1. Der Beamtenstatus ist eine ganz eigene Form der Beschäftigung

Diejenigen, die etwa die eigenen Pensionsregeln für Beamte verteidigen, erinnern immer wieder daran: Beamte haben rechtlich in vielerlei Hinsicht eine Sonderstellung. Sie arbeiten laut Gesetz nicht für einen Arbeitgeber, sondern für einen "Dienstherrn". Zu diesem stehen sie laut Gesetz "in einem öffentlich-rechtlichen Dienst- und Treueverhältnis".

Das bedeutet zum einen, dass Beamte beispielsweise nicht streiken dürfen. Der Dienstherr wiederum verpflichtet sich, seine Beamten auf besondere Weise sozial abzusichern, etwa eben durch Pensionszahlungen im Ruhestand, die einer anderen Logik folgen als die gesetzliche Rente. Es gilt das sogenannte "Alimentationsprinzip". Das Bundesinnenministerium formuliert es so: "Danach ist der Dienstherr verpflichtet, der Beamtin oder dem Beamten im aktiven Dienst, bei Invalidität und im Alter einen dem Amt angemessenen Lebensunterhalt zu gewähren."

Auch bei Selbstständigen kommt aus verschiedenen Berufsverbänden oft die Argumentation, die Alterssicherung von Ärzten, Apothekern oder auch Unternehmerinnen habe eine ganz eigene Geschichte und diese Tradition habe sich bewährt.

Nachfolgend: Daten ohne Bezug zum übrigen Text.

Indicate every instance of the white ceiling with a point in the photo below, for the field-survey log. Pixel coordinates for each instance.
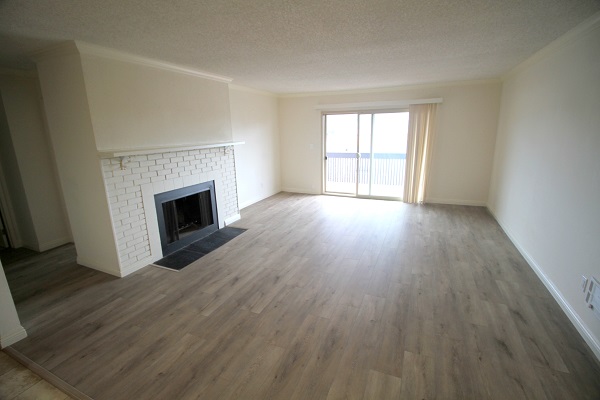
(287, 46)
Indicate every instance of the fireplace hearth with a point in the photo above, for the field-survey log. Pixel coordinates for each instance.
(186, 215)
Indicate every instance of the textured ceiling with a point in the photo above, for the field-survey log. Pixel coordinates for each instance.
(286, 46)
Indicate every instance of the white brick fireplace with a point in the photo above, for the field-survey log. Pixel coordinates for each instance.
(132, 181)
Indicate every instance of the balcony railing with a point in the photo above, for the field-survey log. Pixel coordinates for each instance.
(388, 168)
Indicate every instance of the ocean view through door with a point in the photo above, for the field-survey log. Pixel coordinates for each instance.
(365, 154)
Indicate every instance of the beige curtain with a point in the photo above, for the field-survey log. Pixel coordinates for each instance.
(421, 123)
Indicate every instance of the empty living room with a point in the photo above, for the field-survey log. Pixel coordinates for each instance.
(300, 200)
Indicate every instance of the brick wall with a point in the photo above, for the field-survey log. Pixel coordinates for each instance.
(165, 171)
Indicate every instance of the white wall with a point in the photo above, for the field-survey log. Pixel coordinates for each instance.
(44, 224)
(463, 149)
(72, 137)
(11, 330)
(254, 120)
(545, 190)
(134, 105)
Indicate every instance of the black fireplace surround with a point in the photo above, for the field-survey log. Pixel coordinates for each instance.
(186, 215)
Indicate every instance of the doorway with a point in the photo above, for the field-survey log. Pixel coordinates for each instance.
(365, 154)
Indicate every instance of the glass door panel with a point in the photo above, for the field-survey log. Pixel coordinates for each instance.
(390, 132)
(364, 151)
(341, 147)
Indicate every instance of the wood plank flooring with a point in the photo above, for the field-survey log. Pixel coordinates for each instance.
(322, 298)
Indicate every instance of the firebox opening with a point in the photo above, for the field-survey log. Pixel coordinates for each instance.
(186, 215)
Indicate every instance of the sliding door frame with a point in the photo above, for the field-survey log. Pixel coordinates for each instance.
(358, 113)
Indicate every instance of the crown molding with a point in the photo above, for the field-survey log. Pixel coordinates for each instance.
(585, 27)
(375, 105)
(22, 73)
(393, 88)
(248, 89)
(82, 48)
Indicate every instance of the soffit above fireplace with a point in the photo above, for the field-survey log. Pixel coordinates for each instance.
(154, 150)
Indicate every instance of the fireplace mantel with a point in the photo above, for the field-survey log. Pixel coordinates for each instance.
(154, 150)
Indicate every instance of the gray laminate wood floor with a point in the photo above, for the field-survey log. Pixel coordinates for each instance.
(322, 298)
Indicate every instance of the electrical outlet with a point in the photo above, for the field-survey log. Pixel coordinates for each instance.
(592, 297)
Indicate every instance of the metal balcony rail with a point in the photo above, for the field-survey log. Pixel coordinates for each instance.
(388, 168)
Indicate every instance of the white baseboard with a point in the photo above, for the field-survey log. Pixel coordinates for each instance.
(137, 266)
(303, 191)
(53, 243)
(13, 337)
(457, 202)
(89, 264)
(232, 219)
(250, 202)
(581, 327)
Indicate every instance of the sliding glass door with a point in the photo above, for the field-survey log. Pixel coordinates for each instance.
(365, 154)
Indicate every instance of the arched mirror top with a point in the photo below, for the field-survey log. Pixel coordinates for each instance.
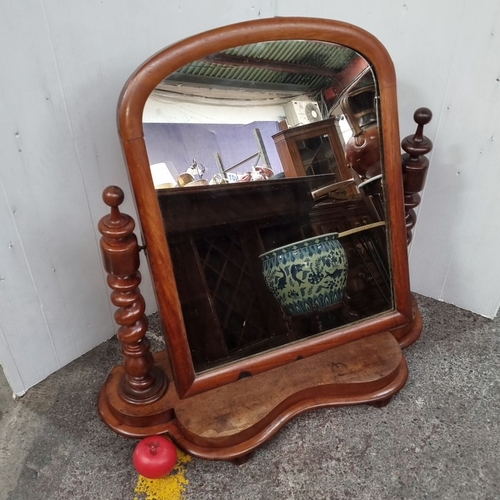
(214, 246)
(167, 61)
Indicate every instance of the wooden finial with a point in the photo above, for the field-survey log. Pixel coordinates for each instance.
(415, 166)
(142, 382)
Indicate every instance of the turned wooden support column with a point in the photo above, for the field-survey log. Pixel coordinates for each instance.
(415, 166)
(142, 382)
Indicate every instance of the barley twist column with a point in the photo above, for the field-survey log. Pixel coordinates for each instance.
(415, 166)
(142, 382)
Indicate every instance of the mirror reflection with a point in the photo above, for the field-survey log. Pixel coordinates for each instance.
(267, 163)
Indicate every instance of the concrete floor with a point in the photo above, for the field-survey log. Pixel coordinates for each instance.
(439, 438)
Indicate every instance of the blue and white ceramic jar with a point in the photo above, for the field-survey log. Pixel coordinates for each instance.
(307, 276)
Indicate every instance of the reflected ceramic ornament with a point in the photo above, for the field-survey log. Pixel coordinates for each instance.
(307, 276)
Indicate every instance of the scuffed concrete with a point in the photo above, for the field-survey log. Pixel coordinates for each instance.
(439, 438)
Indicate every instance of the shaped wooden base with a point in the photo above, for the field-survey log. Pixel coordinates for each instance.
(229, 422)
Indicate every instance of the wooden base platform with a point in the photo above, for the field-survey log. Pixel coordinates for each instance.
(229, 422)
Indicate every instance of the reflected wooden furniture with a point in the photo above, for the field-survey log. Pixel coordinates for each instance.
(227, 411)
(312, 149)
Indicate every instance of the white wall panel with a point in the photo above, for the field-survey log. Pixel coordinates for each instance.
(63, 67)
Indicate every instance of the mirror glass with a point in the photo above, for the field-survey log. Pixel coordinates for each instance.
(266, 159)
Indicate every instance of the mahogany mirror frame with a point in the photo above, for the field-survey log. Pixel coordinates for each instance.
(130, 113)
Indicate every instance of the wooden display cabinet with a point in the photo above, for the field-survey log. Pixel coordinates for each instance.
(312, 149)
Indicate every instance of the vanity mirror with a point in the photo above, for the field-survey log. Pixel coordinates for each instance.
(265, 164)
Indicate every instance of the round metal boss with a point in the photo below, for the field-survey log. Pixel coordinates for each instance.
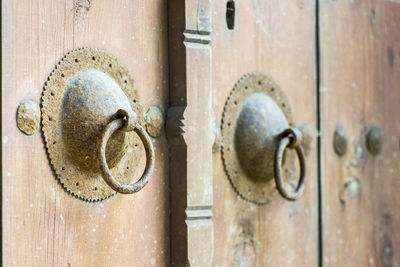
(255, 113)
(67, 122)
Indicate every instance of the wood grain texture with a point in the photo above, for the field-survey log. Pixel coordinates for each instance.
(360, 87)
(42, 224)
(277, 39)
(190, 133)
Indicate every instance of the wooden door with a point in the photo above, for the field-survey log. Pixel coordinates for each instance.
(360, 91)
(337, 63)
(43, 225)
(276, 38)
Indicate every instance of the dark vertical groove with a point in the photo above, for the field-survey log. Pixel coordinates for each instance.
(1, 132)
(319, 155)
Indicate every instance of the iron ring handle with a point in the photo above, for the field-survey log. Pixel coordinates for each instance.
(105, 171)
(289, 138)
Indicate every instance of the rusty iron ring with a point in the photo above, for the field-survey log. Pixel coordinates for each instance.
(289, 138)
(113, 126)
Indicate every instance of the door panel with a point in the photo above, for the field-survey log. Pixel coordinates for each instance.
(275, 38)
(43, 225)
(360, 81)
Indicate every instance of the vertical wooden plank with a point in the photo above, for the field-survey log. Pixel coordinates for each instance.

2. Wer zusätzlich in die Rentenversicherung kommt, hat später zusätzliche Ansprüche

Ein Hauptargument der Gegner einer "Rentenversicherung für alle" lautet: Wenn Millionen 30- oder 40-Jährige, die bislang nicht in die Rentenkassen einzahlen, in die gesetzliche Rente einbezogen werden, dann schafft das nur kurzfristig eine Entlastung. Denn die Neuzugänge erwerben mit jedem Euro, den sie einzahlen, auch Ansprüche, die die Rentenkassen später an sie auszahlen müssen.

Dabei muss man beachten: Jemand, der 6.000 Euro im Monat verdient, zahlt zwar doppelt so viel in die Rentenkasse ein wie jemand, der 3.000 Euro hat. Der Besserverdiener hat hinterher aber auch doppelt so hohe Ansprüche an die Rentenkasse. Seine Beiträge entlasten die Rentenkassen unterm Strich also nicht.

Das Prognos-Institut kommt in einer Untersuchung, die die SPD-nahe Friedrich-Ebert-Stiftung in Auftrag gegeben hat, zu dem Ergebnis: Eine Einbeziehung von Beamten in die gesetzliche Rentenversicherung könnte die Rentenkassen zunächst entlasten, allerdings nur bis zum Jahr 2070.

3. Die Umstellung wäre ein Mammutprojekt

Aus dem Deutschen Beamtenbund (DBB) kommt auch das Argument, eine Umstellung der heutigen mehrgleisigen Alterssicherung wäre mit gigantischem Aufwand verbunden. Eine Neuausrichtung würde bis zu 40 Jahre dauern, argumentiert der Beamtenbund. Während dieser Umstellungsphase werde es "zu einer immensen Doppelbelastung" kommen, warnt der DBB. Denn die verschiedenen Finanzierungslogiken der gesetzlichen Rente und der Beamtenpensionen müssten mit großem Aufwand zusammengeführt werden.